Seeing Indexing Rejections

monitoring

(Nandanrao) #1

In multiple places in the documentation, it is recommended that we monitor index rejections through marvel.

"In such a scenario, monitor Elasticsearch (through Marvel or other plugins) and keep an eye on bulk processing. Look at the percentage of documents being rejected" -- https://www.elastic.co/guide/en/elasticsearch/hadoop/master/performance.html

"If you are using Marvel, you can see the rejection counts under the THREAD POOLS - BULK section of the Node Statistics Dashboard. " -- https://www.elastic.co/blog/performance-considerations-elasticsearch-indexing

But it seems like this feature was removed from Marvel? Or moved somewhere? There does not seem to be any documentation as to what I can see in Marvel, so I assume I'm just supposed to click around and everything is there, but I don't seem to find a good way to see rejection percentage or number of rejections in bulk indexing. Help!


Relationship between Spark tasks and batch size
(Bohyun Kim) #2

Hi Nandanrao -

Are you currently using ES 1.x or 2.x? The reference you have above on seeing the rejection counts under Thread pools-bulk section is still valid for ES 1.x and Marvel 1.x.

If you're on 2.x, you will quickly find out that our Marvel has changed significantly, due to many changes in ES 2.0 and corresponding changes in Kibana 4. Because of these changes, Marvel 2.0 had to be completely re-written from ground up (release note) and we decided to make Marvel lighter and simpler for quicker understanding of your Elasticsearch clusters.

Please visit https://www.elastic.co/guide/en/marvel/current/index.html for the latest Marvel documentation.

Hope this helps,
Bohyun


(Nandanrao) #3

Yes, I'm using 2.x. Simpler and lighter sounds wonderful! However, now that Marvel has changed, is there a new recommended way to see those statistics and therefore tune bulk indexing?


(Chris Earle) #4

Hi nandanrao,

Marvel 2.x does not currently display anything about the threadpools beyond the CPU usage, which is correlated of course, but it does limit you to the data that it chooses to display.
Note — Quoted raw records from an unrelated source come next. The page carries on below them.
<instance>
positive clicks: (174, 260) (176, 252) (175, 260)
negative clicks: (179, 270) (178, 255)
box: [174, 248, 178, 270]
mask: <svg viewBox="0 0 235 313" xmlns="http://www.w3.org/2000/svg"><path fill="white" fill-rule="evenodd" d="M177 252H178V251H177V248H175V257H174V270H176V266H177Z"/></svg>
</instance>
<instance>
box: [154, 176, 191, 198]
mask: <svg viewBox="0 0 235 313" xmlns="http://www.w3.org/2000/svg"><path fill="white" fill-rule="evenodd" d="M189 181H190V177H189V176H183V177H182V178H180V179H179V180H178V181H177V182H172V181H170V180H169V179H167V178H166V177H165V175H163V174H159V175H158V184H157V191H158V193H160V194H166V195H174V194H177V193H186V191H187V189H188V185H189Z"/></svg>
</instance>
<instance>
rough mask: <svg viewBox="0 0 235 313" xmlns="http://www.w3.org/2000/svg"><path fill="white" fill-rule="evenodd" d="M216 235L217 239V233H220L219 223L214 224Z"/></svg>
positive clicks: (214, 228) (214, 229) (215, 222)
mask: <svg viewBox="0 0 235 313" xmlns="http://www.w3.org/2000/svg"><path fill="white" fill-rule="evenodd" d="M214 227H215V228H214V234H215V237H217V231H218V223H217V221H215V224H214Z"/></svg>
Now, while we do not like forcing users to do more work, we do collect the number of bulk rejections in the .marvel-es-1-* index under the node_stats type (the field is node_stats.thread_pool.bulk.rejected).

Given that, you can graph that using Kibana against that index. The problem that you will likely run into is that the value is simply a counter of the number of rejectons per node since the node started. So if it's 1 the last time you read it, then it will be at least 1 the next time that you read it (unless it was restarted). With Elasticsearch, you can use a pipeline derivative aggregation to get the change, but Kibana does not yet support pipeline aggregations, so you'll just have to visualize the raw count.

Note: every document contains the source_node information, so you can filter by the node's name.

So, the next question is: How does this work in Kibana until it gets visualized in Marvel?

  1. You can create a visualization (probably want points, not bars or a pie chart).
  2. For the top level value (the Y value), then you would want to do max of node_stats.thread_pool.bulk.rejected (this gives the max rejections for any given bucket, thereby getting the most important value within any bucket).
  3. For the bottom value (the X value), aggregate by a date histogram. Bucket however you want (you probably want auto, but you can use minute, hour, whatever).

You would then want to also filter on the node's name to limit the graph to the individual node. Otherwise it's operating against all nodes (so you'd not necessarily want max unless you sub-aggregated the X value by node).

This will give the same effect as you got in Marvel 1.x.

Hope that helps,
Chris


(system) #5